Lesson 4 Flashcards
How does NLP Transfer learning work?
1) fit language model; it predicts the next word of a sentence. This is hard! You need to know a lot about English and a lot about the world! e.g., fit on WikiText 103 dataset; most of the largest articles on Wikipedia. About 1bn tokens. This is pre-trained model. 2) transfer learning… fine tuning to predict the next word of you domainm aka target corpus (e.g., movie reviews). Don’t need any labels at all! “Self-supervised model” 3) fine tune for classifier with labels on smaller set
Trick in creating language model?
Use train and test… all text… to train the language model!
What is process to fit and fine tune language model?
language_model_learner … It creates an RNN drop_mult=0.3 is dropout(?) lr_find fit_one_cycle unfreeze learn.fit_one_cycle(10,…) 0.30 accuracy is great (so ~1/3 of the time you can predict the exact next word!) ** This training could take over a day ** use learn.predict… to check it is sensible. You are generating sentences 26:30
How do you go from language model to classifier?
save the encoder (don’t need the decoder which is the generator) need to ensure you use the SAME VOCABULARY as the language model learn = text_classifier_learner(clf, drop_mult=0.5) learn.load_encoder(‘fine_tuned_enc’) learn.freeze() lr_find learn.fit_one_cycle(…)
What does learn.freeze_to(-2) mean?
Just unfreeze the last two layers
What is process to fine tune classifier?
fit_one_cycle() learn.freeze_to(-2) fit_one_cycle() learn.freeze_to(-3) fit_one_cycle() It helps with text class to unfreeze one layer at a time lastly, unfreeze the entire thing 31:29
Discrimiigtive learning rate
How much do I decrease the learning rate as I move from layer to layer
What is 2.6
35:4- Stephen merity, Frank Hudder; how can use Random Forrest to find optimal hyperparameters. Like autoML.
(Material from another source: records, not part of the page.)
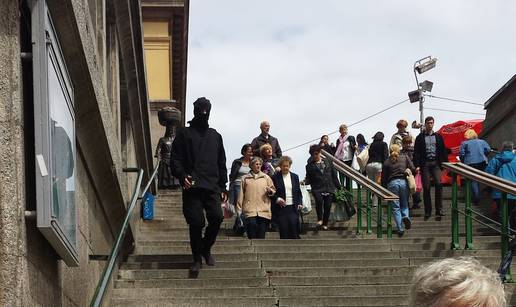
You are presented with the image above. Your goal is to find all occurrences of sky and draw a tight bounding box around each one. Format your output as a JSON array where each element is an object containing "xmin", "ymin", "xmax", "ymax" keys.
[{"xmin": 186, "ymin": 0, "xmax": 516, "ymax": 178}]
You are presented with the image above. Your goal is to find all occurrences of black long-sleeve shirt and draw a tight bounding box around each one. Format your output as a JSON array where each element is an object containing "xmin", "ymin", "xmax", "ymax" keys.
[{"xmin": 171, "ymin": 127, "xmax": 228, "ymax": 192}]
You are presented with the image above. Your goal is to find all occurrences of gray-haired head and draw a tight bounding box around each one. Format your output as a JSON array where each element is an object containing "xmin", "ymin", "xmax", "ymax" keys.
[
  {"xmin": 409, "ymin": 257, "xmax": 506, "ymax": 307},
  {"xmin": 502, "ymin": 141, "xmax": 514, "ymax": 151}
]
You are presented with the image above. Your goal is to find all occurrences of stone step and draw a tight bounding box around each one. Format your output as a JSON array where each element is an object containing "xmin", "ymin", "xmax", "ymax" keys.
[
  {"xmin": 120, "ymin": 262, "xmax": 261, "ymax": 270},
  {"xmin": 111, "ymin": 297, "xmax": 278, "ymax": 307},
  {"xmin": 112, "ymin": 285, "xmax": 274, "ymax": 300},
  {"xmin": 279, "ymin": 295, "xmax": 408, "ymax": 307},
  {"xmin": 118, "ymin": 265, "xmax": 265, "ymax": 280},
  {"xmin": 115, "ymin": 277, "xmax": 269, "ymax": 289}
]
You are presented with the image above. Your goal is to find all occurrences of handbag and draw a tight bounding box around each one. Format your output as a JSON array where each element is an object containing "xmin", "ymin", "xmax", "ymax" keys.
[
  {"xmin": 357, "ymin": 146, "xmax": 369, "ymax": 172},
  {"xmin": 414, "ymin": 173, "xmax": 423, "ymax": 193},
  {"xmin": 405, "ymin": 168, "xmax": 416, "ymax": 194},
  {"xmin": 300, "ymin": 184, "xmax": 312, "ymax": 215}
]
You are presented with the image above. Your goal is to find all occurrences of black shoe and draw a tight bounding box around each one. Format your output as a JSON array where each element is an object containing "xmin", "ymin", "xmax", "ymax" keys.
[
  {"xmin": 202, "ymin": 253, "xmax": 215, "ymax": 266},
  {"xmin": 401, "ymin": 217, "xmax": 412, "ymax": 230},
  {"xmin": 188, "ymin": 261, "xmax": 202, "ymax": 278}
]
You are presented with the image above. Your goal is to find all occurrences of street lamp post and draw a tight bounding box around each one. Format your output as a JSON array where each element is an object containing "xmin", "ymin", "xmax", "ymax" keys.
[{"xmin": 409, "ymin": 55, "xmax": 437, "ymax": 129}]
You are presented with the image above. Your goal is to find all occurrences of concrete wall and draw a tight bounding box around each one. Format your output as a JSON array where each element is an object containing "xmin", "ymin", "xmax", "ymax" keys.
[
  {"xmin": 481, "ymin": 81, "xmax": 516, "ymax": 150},
  {"xmin": 0, "ymin": 0, "xmax": 150, "ymax": 306}
]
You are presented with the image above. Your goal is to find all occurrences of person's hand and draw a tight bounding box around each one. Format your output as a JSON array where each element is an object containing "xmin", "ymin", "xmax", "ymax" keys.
[
  {"xmin": 183, "ymin": 176, "xmax": 192, "ymax": 190},
  {"xmin": 220, "ymin": 192, "xmax": 228, "ymax": 203}
]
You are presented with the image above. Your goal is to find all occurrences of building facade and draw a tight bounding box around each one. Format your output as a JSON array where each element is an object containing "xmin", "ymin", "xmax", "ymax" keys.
[
  {"xmin": 480, "ymin": 75, "xmax": 516, "ymax": 150},
  {"xmin": 142, "ymin": 0, "xmax": 190, "ymax": 153},
  {"xmin": 0, "ymin": 0, "xmax": 154, "ymax": 306}
]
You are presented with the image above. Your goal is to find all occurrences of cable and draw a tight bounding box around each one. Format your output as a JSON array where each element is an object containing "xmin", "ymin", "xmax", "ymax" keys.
[
  {"xmin": 425, "ymin": 94, "xmax": 484, "ymax": 106},
  {"xmin": 283, "ymin": 99, "xmax": 408, "ymax": 152},
  {"xmin": 425, "ymin": 108, "xmax": 485, "ymax": 116}
]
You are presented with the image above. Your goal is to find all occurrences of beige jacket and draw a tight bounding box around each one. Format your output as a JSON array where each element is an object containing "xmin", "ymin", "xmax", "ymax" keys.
[{"xmin": 237, "ymin": 172, "xmax": 276, "ymax": 220}]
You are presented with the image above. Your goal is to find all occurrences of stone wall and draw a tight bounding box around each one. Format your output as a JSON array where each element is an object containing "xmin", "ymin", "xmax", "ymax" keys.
[{"xmin": 0, "ymin": 0, "xmax": 150, "ymax": 306}]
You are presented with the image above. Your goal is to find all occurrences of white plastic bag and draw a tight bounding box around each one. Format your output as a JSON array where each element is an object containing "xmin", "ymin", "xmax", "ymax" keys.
[{"xmin": 300, "ymin": 184, "xmax": 312, "ymax": 214}]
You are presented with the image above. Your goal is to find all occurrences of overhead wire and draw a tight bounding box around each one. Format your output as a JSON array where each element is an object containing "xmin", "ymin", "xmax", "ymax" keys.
[
  {"xmin": 283, "ymin": 99, "xmax": 408, "ymax": 152},
  {"xmin": 425, "ymin": 94, "xmax": 484, "ymax": 106}
]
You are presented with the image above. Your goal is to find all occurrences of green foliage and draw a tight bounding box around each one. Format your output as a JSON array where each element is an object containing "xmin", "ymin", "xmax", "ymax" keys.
[{"xmin": 334, "ymin": 189, "xmax": 353, "ymax": 204}]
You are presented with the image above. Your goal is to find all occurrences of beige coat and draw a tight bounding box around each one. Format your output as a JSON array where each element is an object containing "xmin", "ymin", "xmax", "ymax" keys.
[{"xmin": 237, "ymin": 172, "xmax": 276, "ymax": 220}]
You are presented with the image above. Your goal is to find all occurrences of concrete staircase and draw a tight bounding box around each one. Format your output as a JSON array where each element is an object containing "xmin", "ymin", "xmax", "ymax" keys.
[{"xmin": 111, "ymin": 191, "xmax": 516, "ymax": 307}]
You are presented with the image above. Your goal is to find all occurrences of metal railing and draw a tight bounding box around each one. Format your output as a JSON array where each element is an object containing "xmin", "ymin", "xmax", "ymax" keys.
[
  {"xmin": 90, "ymin": 161, "xmax": 159, "ymax": 307},
  {"xmin": 442, "ymin": 162, "xmax": 516, "ymax": 280},
  {"xmin": 321, "ymin": 150, "xmax": 399, "ymax": 239}
]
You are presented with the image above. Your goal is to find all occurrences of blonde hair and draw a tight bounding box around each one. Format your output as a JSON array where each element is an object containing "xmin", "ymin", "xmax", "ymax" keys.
[
  {"xmin": 260, "ymin": 143, "xmax": 272, "ymax": 157},
  {"xmin": 409, "ymin": 257, "xmax": 506, "ymax": 307},
  {"xmin": 278, "ymin": 156, "xmax": 292, "ymax": 166},
  {"xmin": 464, "ymin": 129, "xmax": 478, "ymax": 140},
  {"xmin": 396, "ymin": 119, "xmax": 408, "ymax": 129},
  {"xmin": 389, "ymin": 144, "xmax": 401, "ymax": 162}
]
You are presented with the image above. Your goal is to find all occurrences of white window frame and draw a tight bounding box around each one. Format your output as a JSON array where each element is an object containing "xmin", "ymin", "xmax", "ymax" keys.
[{"xmin": 31, "ymin": 0, "xmax": 79, "ymax": 267}]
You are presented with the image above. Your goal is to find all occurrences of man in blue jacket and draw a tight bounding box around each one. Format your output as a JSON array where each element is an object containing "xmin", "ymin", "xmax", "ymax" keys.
[
  {"xmin": 171, "ymin": 97, "xmax": 228, "ymax": 278},
  {"xmin": 413, "ymin": 116, "xmax": 448, "ymax": 220},
  {"xmin": 486, "ymin": 141, "xmax": 516, "ymax": 228}
]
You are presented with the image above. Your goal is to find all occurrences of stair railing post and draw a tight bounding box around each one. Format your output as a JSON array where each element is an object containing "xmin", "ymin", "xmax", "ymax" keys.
[
  {"xmin": 465, "ymin": 178, "xmax": 473, "ymax": 249},
  {"xmin": 451, "ymin": 174, "xmax": 460, "ymax": 250},
  {"xmin": 366, "ymin": 189, "xmax": 373, "ymax": 234},
  {"xmin": 376, "ymin": 197, "xmax": 383, "ymax": 239},
  {"xmin": 357, "ymin": 182, "xmax": 362, "ymax": 234},
  {"xmin": 500, "ymin": 192, "xmax": 511, "ymax": 280},
  {"xmin": 387, "ymin": 200, "xmax": 392, "ymax": 239}
]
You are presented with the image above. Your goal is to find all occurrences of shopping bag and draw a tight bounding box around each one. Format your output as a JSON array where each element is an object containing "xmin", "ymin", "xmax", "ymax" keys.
[
  {"xmin": 406, "ymin": 169, "xmax": 416, "ymax": 195},
  {"xmin": 141, "ymin": 192, "xmax": 154, "ymax": 221},
  {"xmin": 351, "ymin": 155, "xmax": 360, "ymax": 171},
  {"xmin": 414, "ymin": 173, "xmax": 423, "ymax": 193},
  {"xmin": 222, "ymin": 202, "xmax": 235, "ymax": 219},
  {"xmin": 300, "ymin": 184, "xmax": 312, "ymax": 215},
  {"xmin": 357, "ymin": 146, "xmax": 369, "ymax": 172}
]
What do you use embeddings for?
Categorical data is converted to embeddings Continuous data is fed in as is
How do we deal missing missing data?
Replace with median, add binary column with is_missing
How can you make a validation set with contiguous periods in fastai 1.x?
TabularList.from_df(…).split_by_idx()
How do you make the tabular learner
get_tabular_learner(data, layers=[200,100], metrics=…)
What is collab filtering?
Recommender system… user and who like what; bunch of users; most simple dataset: userid, movieid, numberofstars Think of it as big sparse matrix with movies on one axis, user on another, rating as value.
cold start problem?
have a second model, meta-data driven model, for new users or new movies; or like Netflix UX, when you sign up they ask you a bunch of questions
For tabular time series
Jeremy says not to use RNN when there are other features you can use (store open? promotion? weather? day of week, etc).